Diese Menschen würden die Forscher auch in vielen kleinen Städten in Westdeutschland finden. In Wittenberge aber sind es viele. Ein Drittel der Bevölkerung ist nur "sekundär in die Gesellschaft integriert", wie es Soziologe Willisch formuliert. Menschen, die am Arbeitsmarkt und öffentlichen Leben nur über staatliche Maßnahmen teilhaben. Menschen, die mit großer Wahrscheinlichkeit keinen Ausweg aus ihrer Situation finden.

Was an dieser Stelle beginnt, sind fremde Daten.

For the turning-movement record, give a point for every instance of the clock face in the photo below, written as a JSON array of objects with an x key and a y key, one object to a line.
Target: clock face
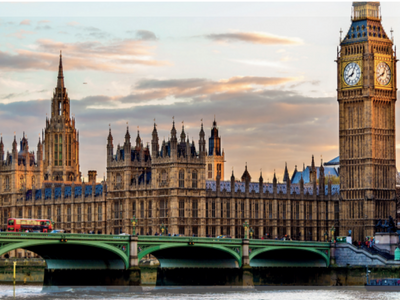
[
  {"x": 383, "y": 73},
  {"x": 352, "y": 73}
]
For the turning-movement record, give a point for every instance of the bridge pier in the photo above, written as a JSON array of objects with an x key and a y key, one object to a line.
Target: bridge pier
[
  {"x": 245, "y": 253},
  {"x": 133, "y": 258}
]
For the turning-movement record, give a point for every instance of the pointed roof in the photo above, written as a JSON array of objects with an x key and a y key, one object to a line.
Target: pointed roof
[
  {"x": 246, "y": 175},
  {"x": 286, "y": 177},
  {"x": 127, "y": 135},
  {"x": 60, "y": 78}
]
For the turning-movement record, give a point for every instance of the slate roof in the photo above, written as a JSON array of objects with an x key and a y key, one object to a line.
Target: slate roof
[{"x": 281, "y": 188}]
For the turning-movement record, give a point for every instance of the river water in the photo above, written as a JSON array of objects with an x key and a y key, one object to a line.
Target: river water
[{"x": 280, "y": 293}]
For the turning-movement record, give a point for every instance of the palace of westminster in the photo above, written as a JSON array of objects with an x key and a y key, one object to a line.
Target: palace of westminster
[{"x": 181, "y": 184}]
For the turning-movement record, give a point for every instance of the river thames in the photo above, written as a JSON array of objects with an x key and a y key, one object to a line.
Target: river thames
[{"x": 326, "y": 293}]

Dass es davon auch in Leipzig zu viele gibt, davon können die Mitarbeiter der Leipziger Erwerbsloseninitiative berichten. Seit der Einführung von Hartz IV haben die Mitarbeiter hier noch mehr zu tun - und neue Problemfälle: die "Aufstocker". Das sind Menschen, die arbeiten und trotzdem auf staatliche Unterstützung angewiesen sind. "Allein in Leipzig haben wir 7000 Menschen, die Vollzeit arbeiten und trotzdem mit ALG II aufstocken müssen", sagt Dorothea Klein.
Die meisten von ihnen werden vom Luxus der Leere nicht profitieren.